A mixture of .158 moles of C is reacted with .117 moles of O2 in a sealed 10L container at 500K producing CO and CO2. The total pressure is .640 atm. What is the partial pressure of CO? The reaction is 3C + 2O2 ---> 2CO + CO2 Please don't forget to use the temperature and volume! Other answers to questions like this one didn't use it and their answers were wrong. Thank you!

Explanation / Answer

A mixture of 0.164 moles of C is reacted with 0.117 moles of O2 is a sealed, 10.0L vessel at 500K, producing a mixture of CO and CO2. The total pressure is 0.640atm. What is the partial pressure of CO? 3C(s)+2O2(g)---->2CO(g)+CO2(g) Expected ratio of no of moles of C to O2 is 3:2 but the ratio of the C available to the O2 available is 1.4:1. Since there is more O2 than required, C is the limiting reagent, implying that all of it will react.

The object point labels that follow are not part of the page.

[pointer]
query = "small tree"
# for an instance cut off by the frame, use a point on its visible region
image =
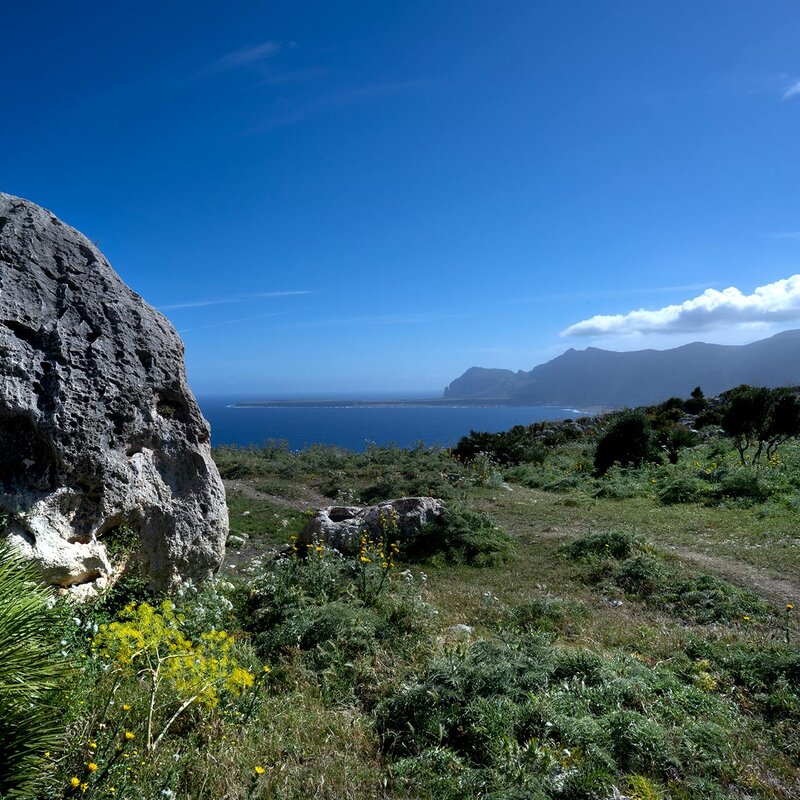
(628, 441)
(760, 418)
(697, 402)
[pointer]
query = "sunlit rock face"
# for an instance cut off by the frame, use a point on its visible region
(99, 431)
(341, 527)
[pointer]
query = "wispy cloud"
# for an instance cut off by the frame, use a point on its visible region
(249, 56)
(234, 321)
(331, 102)
(792, 91)
(773, 302)
(387, 319)
(218, 301)
(600, 293)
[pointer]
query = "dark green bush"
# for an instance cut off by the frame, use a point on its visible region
(34, 678)
(549, 614)
(461, 536)
(642, 575)
(628, 441)
(682, 489)
(561, 722)
(613, 544)
(743, 485)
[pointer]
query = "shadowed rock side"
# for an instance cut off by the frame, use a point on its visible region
(98, 427)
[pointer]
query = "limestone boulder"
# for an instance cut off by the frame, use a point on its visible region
(103, 449)
(341, 527)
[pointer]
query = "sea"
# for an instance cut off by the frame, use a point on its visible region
(357, 423)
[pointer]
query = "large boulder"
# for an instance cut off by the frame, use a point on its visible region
(101, 439)
(341, 527)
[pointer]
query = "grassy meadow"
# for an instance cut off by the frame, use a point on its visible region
(565, 632)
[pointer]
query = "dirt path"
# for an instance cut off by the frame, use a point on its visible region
(532, 513)
(308, 499)
(765, 584)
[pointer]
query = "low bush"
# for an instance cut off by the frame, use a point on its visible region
(34, 678)
(682, 489)
(628, 441)
(622, 561)
(548, 614)
(461, 536)
(614, 544)
(526, 719)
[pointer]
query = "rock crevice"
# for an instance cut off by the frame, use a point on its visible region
(98, 426)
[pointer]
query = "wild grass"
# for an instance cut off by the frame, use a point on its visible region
(562, 636)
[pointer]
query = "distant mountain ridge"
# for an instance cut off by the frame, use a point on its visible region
(607, 378)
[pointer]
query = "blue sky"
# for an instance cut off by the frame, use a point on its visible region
(374, 196)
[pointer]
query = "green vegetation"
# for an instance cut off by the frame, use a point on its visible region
(33, 674)
(574, 627)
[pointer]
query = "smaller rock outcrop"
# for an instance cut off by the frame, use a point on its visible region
(341, 527)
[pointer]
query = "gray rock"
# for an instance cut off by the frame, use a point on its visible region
(98, 427)
(340, 527)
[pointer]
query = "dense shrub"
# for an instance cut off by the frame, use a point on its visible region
(620, 561)
(628, 441)
(461, 536)
(742, 485)
(549, 614)
(613, 544)
(526, 719)
(682, 489)
(33, 677)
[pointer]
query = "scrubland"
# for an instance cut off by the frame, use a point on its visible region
(566, 631)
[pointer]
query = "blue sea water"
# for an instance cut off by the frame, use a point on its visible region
(356, 426)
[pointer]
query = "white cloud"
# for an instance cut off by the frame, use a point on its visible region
(792, 91)
(774, 302)
(247, 56)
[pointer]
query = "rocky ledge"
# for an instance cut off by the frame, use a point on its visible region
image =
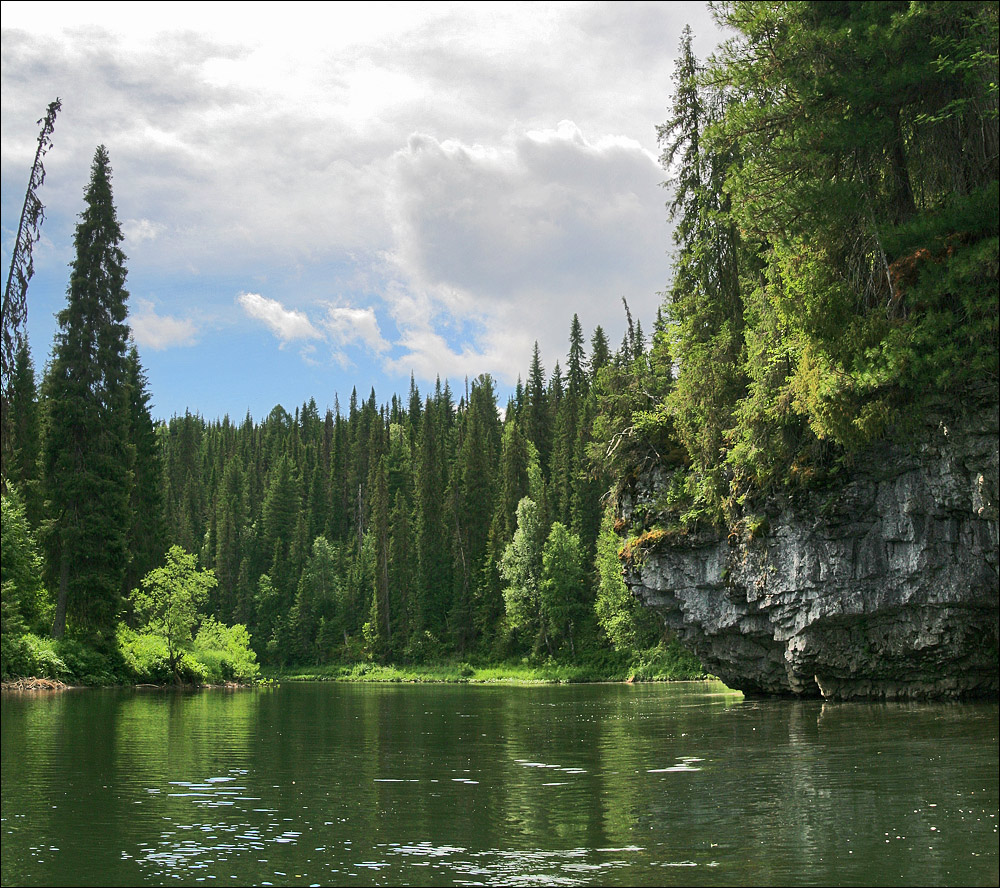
(884, 586)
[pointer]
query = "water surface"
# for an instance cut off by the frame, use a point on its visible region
(494, 785)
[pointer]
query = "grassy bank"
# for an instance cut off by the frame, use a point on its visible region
(670, 663)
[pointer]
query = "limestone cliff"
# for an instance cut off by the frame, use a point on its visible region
(883, 586)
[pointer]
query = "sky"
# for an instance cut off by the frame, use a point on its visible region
(322, 197)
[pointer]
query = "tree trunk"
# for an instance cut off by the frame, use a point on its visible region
(59, 624)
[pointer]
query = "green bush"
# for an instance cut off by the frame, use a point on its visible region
(225, 652)
(31, 655)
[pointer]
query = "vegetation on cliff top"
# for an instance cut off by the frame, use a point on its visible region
(834, 193)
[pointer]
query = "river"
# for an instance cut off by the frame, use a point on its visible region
(377, 784)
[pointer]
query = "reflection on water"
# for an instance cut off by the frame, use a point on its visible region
(494, 785)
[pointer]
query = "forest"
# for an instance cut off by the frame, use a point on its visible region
(831, 175)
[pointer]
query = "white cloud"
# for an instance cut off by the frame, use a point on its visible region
(139, 230)
(507, 241)
(347, 326)
(161, 331)
(287, 324)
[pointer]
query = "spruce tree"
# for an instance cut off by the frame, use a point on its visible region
(147, 535)
(86, 449)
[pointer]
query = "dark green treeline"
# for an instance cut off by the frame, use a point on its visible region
(377, 530)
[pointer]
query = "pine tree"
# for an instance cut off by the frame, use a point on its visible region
(86, 448)
(147, 535)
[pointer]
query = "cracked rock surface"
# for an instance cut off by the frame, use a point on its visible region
(885, 586)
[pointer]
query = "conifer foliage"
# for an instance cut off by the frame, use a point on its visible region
(87, 460)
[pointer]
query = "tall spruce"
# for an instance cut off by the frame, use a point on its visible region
(147, 533)
(86, 457)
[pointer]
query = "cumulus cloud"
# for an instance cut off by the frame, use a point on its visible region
(517, 236)
(286, 323)
(347, 326)
(156, 331)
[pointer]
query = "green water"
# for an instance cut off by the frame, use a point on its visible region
(494, 785)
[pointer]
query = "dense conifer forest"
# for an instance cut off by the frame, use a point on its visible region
(834, 191)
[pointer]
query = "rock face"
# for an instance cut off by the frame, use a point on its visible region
(883, 587)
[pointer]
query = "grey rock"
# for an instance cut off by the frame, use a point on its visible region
(883, 586)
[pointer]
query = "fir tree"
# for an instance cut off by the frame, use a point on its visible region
(86, 451)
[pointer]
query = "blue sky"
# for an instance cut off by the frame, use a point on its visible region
(318, 197)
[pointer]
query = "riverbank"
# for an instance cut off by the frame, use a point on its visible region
(514, 673)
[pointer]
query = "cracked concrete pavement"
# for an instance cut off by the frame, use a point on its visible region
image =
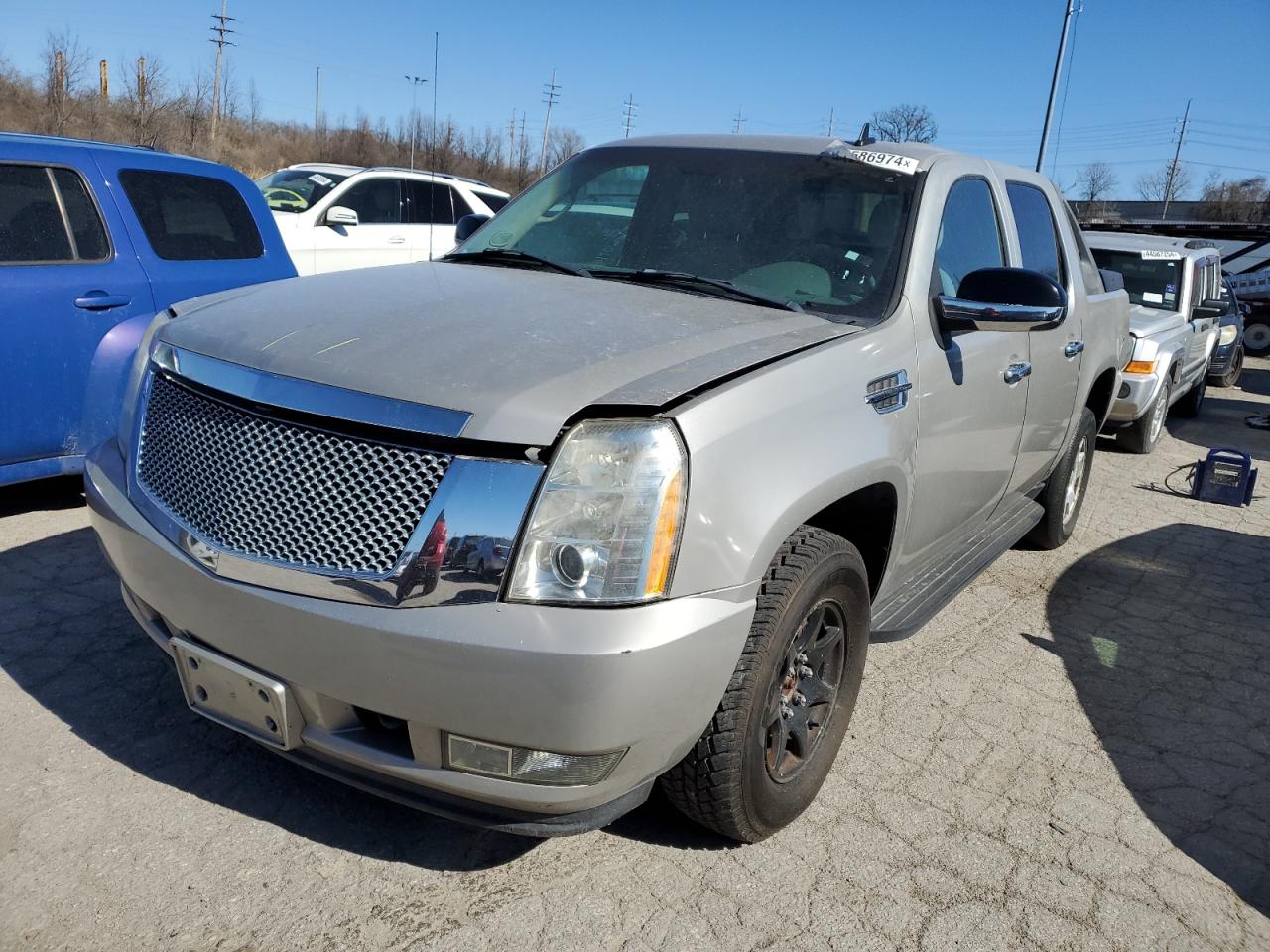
(1074, 756)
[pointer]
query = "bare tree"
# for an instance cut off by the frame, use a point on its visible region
(1157, 185)
(1234, 199)
(145, 100)
(1095, 182)
(64, 63)
(905, 123)
(563, 144)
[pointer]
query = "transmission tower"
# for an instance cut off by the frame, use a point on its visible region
(220, 31)
(550, 94)
(629, 108)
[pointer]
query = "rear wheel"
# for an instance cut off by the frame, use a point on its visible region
(1256, 338)
(1232, 376)
(1143, 434)
(1065, 490)
(774, 738)
(1193, 400)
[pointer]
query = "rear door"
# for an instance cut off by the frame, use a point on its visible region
(434, 208)
(70, 278)
(381, 234)
(1055, 352)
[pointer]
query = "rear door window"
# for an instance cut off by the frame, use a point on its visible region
(434, 203)
(1038, 232)
(46, 214)
(190, 217)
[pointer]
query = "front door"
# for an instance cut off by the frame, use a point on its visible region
(1055, 352)
(969, 416)
(66, 286)
(380, 235)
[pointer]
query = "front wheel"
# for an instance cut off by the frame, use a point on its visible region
(1064, 494)
(1143, 434)
(776, 733)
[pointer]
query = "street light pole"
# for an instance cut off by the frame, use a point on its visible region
(414, 112)
(1069, 9)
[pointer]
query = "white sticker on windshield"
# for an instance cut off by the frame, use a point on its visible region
(906, 164)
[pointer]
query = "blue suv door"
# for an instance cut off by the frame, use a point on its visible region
(68, 277)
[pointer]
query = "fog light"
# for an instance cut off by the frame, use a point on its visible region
(529, 766)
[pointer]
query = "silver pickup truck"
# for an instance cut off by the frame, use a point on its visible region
(733, 404)
(1175, 286)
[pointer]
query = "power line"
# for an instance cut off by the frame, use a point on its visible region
(629, 114)
(218, 32)
(550, 94)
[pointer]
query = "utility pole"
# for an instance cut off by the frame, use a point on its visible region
(1069, 9)
(550, 94)
(318, 104)
(220, 30)
(1173, 166)
(414, 112)
(629, 114)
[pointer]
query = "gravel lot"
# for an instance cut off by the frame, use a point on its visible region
(1075, 754)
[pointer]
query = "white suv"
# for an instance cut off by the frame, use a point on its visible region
(347, 216)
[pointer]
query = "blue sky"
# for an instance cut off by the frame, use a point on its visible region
(982, 66)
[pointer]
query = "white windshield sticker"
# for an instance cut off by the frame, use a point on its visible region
(906, 164)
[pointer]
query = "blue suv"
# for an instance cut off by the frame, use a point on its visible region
(94, 240)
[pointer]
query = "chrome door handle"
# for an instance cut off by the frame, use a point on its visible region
(1015, 372)
(100, 301)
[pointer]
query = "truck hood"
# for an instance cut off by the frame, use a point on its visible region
(520, 350)
(1148, 321)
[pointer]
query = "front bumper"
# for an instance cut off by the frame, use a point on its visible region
(1135, 395)
(567, 679)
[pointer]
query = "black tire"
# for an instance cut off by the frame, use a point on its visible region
(1142, 435)
(743, 777)
(1056, 526)
(1193, 400)
(1256, 338)
(1232, 376)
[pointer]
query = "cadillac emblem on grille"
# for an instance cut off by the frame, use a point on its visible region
(280, 492)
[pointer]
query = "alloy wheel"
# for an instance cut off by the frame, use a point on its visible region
(806, 690)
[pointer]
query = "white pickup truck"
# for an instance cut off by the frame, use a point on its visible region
(1175, 286)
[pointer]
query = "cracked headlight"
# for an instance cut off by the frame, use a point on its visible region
(606, 524)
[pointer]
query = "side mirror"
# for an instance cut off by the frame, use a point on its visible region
(339, 214)
(1003, 298)
(468, 225)
(1207, 307)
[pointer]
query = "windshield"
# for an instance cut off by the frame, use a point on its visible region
(298, 189)
(821, 232)
(1152, 278)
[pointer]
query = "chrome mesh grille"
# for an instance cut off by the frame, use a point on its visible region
(276, 490)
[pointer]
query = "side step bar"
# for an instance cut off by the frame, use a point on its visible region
(916, 603)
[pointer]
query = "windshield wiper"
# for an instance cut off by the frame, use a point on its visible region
(513, 255)
(717, 287)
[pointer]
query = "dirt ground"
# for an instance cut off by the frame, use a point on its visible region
(1074, 756)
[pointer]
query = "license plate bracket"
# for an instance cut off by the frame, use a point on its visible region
(236, 696)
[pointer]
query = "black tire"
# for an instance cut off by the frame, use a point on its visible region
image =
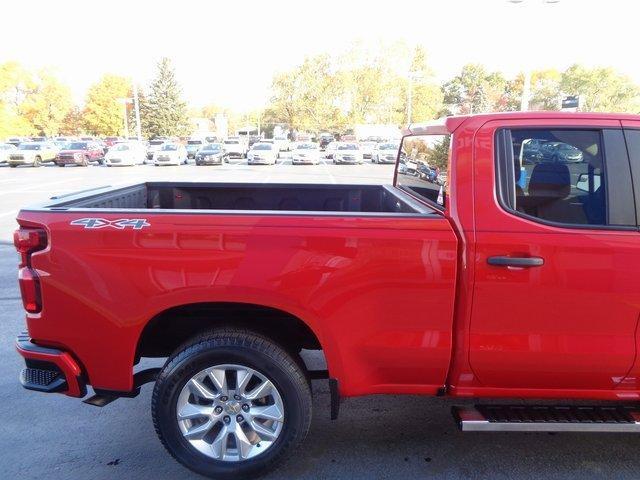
(240, 347)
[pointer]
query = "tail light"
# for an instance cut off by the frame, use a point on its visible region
(27, 241)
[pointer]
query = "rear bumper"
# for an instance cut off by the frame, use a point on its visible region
(49, 370)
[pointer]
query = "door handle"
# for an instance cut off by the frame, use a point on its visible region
(522, 262)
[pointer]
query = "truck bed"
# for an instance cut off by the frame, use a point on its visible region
(225, 197)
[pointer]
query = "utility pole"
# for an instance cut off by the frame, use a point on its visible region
(136, 107)
(526, 87)
(125, 102)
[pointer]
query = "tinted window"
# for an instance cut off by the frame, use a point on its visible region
(262, 146)
(423, 166)
(348, 146)
(562, 176)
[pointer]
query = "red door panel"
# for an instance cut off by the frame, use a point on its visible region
(568, 324)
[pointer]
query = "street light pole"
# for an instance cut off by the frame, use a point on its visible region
(136, 107)
(409, 100)
(124, 102)
(526, 87)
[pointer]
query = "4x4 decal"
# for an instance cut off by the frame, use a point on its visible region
(120, 224)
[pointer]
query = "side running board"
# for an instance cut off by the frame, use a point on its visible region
(544, 418)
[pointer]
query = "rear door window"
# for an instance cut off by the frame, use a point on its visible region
(566, 176)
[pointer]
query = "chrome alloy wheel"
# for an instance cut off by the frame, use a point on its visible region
(230, 412)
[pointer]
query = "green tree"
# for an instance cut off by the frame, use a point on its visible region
(46, 106)
(603, 89)
(103, 113)
(165, 113)
(477, 90)
(427, 96)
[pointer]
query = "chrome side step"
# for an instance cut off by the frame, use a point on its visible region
(544, 418)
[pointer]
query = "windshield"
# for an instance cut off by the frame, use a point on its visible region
(389, 146)
(76, 146)
(30, 146)
(306, 146)
(262, 146)
(348, 146)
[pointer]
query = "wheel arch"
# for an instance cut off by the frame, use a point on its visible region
(172, 327)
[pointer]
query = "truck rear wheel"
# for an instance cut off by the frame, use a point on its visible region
(231, 404)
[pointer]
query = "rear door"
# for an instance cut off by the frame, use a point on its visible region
(557, 290)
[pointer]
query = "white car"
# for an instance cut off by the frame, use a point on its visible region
(330, 150)
(262, 153)
(283, 143)
(32, 153)
(5, 150)
(170, 154)
(154, 146)
(234, 147)
(347, 153)
(367, 149)
(305, 153)
(125, 153)
(385, 152)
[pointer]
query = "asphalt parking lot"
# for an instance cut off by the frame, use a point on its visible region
(391, 437)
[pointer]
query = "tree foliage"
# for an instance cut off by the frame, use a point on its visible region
(164, 112)
(103, 112)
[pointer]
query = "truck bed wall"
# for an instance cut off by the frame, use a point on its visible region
(320, 198)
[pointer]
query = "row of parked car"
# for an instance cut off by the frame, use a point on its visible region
(113, 151)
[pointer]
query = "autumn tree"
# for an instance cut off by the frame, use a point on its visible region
(603, 89)
(47, 104)
(103, 112)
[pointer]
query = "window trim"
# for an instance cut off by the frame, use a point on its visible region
(501, 170)
(420, 198)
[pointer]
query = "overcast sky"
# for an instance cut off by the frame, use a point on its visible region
(227, 51)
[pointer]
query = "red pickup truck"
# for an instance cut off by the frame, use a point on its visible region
(513, 274)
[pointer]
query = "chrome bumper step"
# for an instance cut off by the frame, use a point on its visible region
(547, 418)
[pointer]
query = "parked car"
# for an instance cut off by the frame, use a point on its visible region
(475, 291)
(211, 154)
(16, 141)
(347, 153)
(367, 149)
(282, 143)
(153, 146)
(325, 139)
(263, 153)
(560, 152)
(80, 153)
(5, 150)
(330, 150)
(127, 153)
(425, 172)
(234, 147)
(193, 145)
(305, 153)
(385, 153)
(111, 141)
(170, 154)
(33, 153)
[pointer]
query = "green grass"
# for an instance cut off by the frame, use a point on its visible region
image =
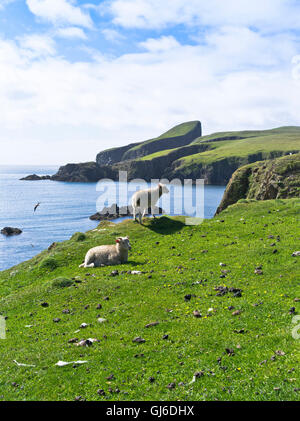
(237, 145)
(238, 237)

No of moles of CO produced= 2/3(no of moles of C) = 2/3(0.164) = 0.109 We now use the formula PV= nRT, where P is the partial pressure of CO, V is the volume of CO, n is the no of moles of CO, T is the temperature and R is the molar gas constant(8.31J/mol/K) P= nRT/V = (0.109)(8.31)(500)/(0.01) = 4.53x10^4N/m^2 1.01x10^5N/m^2= 1atm 4.53x10^4N/m^2= (4.53x10^4)/(1.01x10^5) = 0.449atm(partial pressure of CO)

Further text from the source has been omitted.